Florida’s Vaccine Rollout Is Going As You’d Expect

CNN reports:

Florida’s county-by-county plan to vaccinate its elderly population has created a mass scramble for a limited number of doses, leading to hourslong lines at vaccination sites and overwhelmed county hotlines and websites. The first-come, first-serve plan led to huge lines forming overnight Tuesday as people camped out on lawn chairs and waited for hours. Bruce Scott told CNN he arrived at a Lee County vaccination site at 1:30 a.m. and waited in a line for about 8 or 9 hours to get vaccinated.

Other Florida counties have tried to set up vaccination appointments for those who sign up online or through a hotline. In Orange County, the department of health set up an online portal to make vaccination appointments, and 30,000 appointments were scheduled in the last 24 hours. The county then said it reached capacity and closed its online portal on Wednesday. And in South Florida, Broward Health said all of its appointments are booked until February.

NBC News reports:

Gov. Ron DeSantis “decided that Florida residents over the age of 65 would be given priority over essential workers,” Aubrey Jewett, a longtime Florida politics watcher and associate professor of political science at the University of Central Florida, said by email.

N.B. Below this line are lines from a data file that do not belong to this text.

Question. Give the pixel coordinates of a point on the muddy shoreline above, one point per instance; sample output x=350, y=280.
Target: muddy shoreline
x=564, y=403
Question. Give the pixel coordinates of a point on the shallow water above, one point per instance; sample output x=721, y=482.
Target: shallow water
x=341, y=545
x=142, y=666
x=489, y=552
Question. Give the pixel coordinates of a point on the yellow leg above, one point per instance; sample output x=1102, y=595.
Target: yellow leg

“This is a different priority from the federal recommendation but justified by the fact that Florida has the 2nd largest percentage of seniors in the country (about 20%) and that people over the age of 65 make up about 80% of the fatalities from Covid-19.”

But while DeSantis and his administration have taken on a “coordinating role” and made sure that the first doses went to front-line health care workers and nursing home residents, the decisions about how to embark on phase two of vaccine distribution are made on the county level, Jewett said.

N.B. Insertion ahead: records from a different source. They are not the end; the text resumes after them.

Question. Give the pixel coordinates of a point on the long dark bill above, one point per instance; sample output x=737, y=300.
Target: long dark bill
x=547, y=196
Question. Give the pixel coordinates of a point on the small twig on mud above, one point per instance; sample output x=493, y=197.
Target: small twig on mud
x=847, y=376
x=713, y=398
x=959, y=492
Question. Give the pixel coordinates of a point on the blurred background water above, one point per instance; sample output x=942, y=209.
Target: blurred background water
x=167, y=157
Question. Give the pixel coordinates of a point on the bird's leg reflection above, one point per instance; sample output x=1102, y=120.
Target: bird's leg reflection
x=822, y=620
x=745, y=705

The Orlando Sentinel reports:

When will more vaccine arrive in our area? Local health officials say they don’t know. Jared Moskowitz, director of the state’s division of emergency management, told the Sentinel that the state directed about 700,000 dosages of the vaccine to counties and other providers so far, but only a fraction have been used.

Moskowitz said providers who get shots into arms quickly will be first in line for more doses. But, he added, the state has received little clarity from the federal government for long-term planning. Moskowitz said he is only told how many doses a shipment will contain about a week in advance.